I don't know if "insane" is the best way to put it, but covering a team in New York — the Yankees, in particular — is unlike anything else in the profession that I know of. It's a constant, nonstop competition between eight to ten people to be first with a story — no matter how big or small that story is.
I don't know how I would handle covering a team where didn't have the type of fan base the Yankees have. I've often thought about what it would be like to cover a team like the Royals or Reds, where you know that by August, they're basically playing out the string. As crazy as it can be to cover the Yankees, at least they're never boring. I'll take insanity over indifference any day of the week.
Who is the most fun player you've ever covered?
Jason Giambi. I covered his entire time in New York, which started out with him signing a huge contract with the expectations of being a savior, dragged through his entire steroids controversy, and ended with him being this mustachioed teddy bear that won back the fans. In a group interview, Giambi was a cliché machine, but there were few players I've met that were better in a one-on-one setting. Baseball writers have a lot of time to kill in the clubhouse during the season, and few people were more entertaining to chat with than Jason. He also never held it against us that we had to ask him all the steroids questions, either — he knew it was part of the deal. He made his bed and he had to sleep in it.
Who's the biggest jerk?
I've had the misfortune of covering several of them during the past nine years — Kenny Lofton, Chuck Knoblauch and Tony Womack come to mind — but I'd have to say David Wells tops them all.
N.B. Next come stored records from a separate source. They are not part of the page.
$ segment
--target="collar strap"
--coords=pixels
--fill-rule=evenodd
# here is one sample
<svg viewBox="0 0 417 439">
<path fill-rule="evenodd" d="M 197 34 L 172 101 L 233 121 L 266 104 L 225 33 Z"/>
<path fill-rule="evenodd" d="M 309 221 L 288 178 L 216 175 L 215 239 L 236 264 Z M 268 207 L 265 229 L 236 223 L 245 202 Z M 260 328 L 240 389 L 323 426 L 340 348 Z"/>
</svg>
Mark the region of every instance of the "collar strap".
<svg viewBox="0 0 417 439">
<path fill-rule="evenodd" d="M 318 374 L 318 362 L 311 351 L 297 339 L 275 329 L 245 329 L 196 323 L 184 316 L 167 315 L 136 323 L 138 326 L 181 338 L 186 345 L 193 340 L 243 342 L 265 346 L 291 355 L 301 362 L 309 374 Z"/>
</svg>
I know fans love him for what he did on the field (other than costing the Yankees the 2003 World Series, anyway), but he treated most reporters like absolute garbage.
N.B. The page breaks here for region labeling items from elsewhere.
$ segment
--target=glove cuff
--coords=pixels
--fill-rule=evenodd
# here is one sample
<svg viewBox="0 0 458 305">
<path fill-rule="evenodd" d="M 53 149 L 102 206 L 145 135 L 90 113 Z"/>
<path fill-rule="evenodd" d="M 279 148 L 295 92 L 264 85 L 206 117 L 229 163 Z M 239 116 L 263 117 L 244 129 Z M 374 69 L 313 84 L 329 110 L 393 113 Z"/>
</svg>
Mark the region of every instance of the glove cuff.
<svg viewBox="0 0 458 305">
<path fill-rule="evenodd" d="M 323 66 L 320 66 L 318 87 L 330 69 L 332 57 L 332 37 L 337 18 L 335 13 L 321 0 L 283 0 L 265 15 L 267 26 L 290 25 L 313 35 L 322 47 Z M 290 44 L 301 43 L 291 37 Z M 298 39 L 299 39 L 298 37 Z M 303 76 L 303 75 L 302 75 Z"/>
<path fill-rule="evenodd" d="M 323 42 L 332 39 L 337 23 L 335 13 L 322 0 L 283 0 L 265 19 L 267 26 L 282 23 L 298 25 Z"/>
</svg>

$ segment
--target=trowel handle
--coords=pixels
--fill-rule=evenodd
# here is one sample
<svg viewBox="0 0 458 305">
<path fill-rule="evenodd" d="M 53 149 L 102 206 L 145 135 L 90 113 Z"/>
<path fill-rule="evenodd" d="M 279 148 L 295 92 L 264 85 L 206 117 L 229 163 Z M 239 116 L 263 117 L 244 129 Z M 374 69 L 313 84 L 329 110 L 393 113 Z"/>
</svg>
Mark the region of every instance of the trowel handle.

We don't really ask for much from players other than to treat us with respect. You don't have to be a good quote to be liked by the media; you just have to not be a clown. Wells would routinely spray his deodorant in the direction of writers and shout to the room, "Reporter repellent!" or answer a question with a belch — which he would then blow in your direction — and walk away, so respect clearly wasn't in his vocabulary.
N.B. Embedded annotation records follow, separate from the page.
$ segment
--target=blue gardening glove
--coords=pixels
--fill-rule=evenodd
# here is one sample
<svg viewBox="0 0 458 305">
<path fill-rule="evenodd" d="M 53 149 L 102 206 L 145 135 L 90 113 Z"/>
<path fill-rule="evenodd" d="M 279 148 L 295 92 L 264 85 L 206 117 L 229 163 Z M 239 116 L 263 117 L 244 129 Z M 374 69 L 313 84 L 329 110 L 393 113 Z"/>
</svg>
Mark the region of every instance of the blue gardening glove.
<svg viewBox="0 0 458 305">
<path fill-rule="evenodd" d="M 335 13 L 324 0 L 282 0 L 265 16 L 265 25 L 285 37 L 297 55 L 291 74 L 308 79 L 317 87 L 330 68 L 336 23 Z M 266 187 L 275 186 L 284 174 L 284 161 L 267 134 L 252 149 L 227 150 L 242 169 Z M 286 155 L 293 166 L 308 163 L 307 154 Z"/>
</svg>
Do you play fantasy baseball?
Yes, I'm in two leagues. One is made up of my friends from high school, college, and summer camp, while I'm partners with my best friend from high school in the other one. I've been playing since 1988 (I still call it Rotisserie Baseball), and while I enjoy the game itself, it really allows me to keep in touch with friends during the season, something that isn't very easy at times. Nothing keeps guys in contact with each other like good old-fashioned trash talk.
People always think I'll have some big advantage because of my job, but most of the time, my job winds up hurting me more than helping. Like the year I was convinced Jeff Weaver would win twenty games for the Yankees, so I drafted him on both teams. And he stunk. My partner hasn't let me forget that one, and he usually brings it up when I tell him about a guy I think will have a huge year during the spring.
Do you have a series prediction? Will it be more fun — or even better for the paper — to cover the team if they win the Series, or if they lose to the Angels?
Yankees in seven. I think those three wins over the Angels in September helped the Yankees get past the whole "We can't beat those guys" thing, and unlike 2005, they have much better pitching. The Angels' bullpen also isn't nearly as strong as the ones they've had in the past, while the Yankees' bullpen is as good as it's been in recent memory.
I've never covered a World Series champion (I joined the beat in 2001), so I think it would be a lot of fun to see them win it all and experience that whole ride. The 2001 playoffs were an incredible experience, but they lost Game 7, so we didn't get to cover the final Champagne celebration or the parade. I think this team has what it takes, but the Angels will be a tough challenge. As for the paper, it has to be a good thing if they win, because fans love reading about their team when it's winning. Wouldn't you?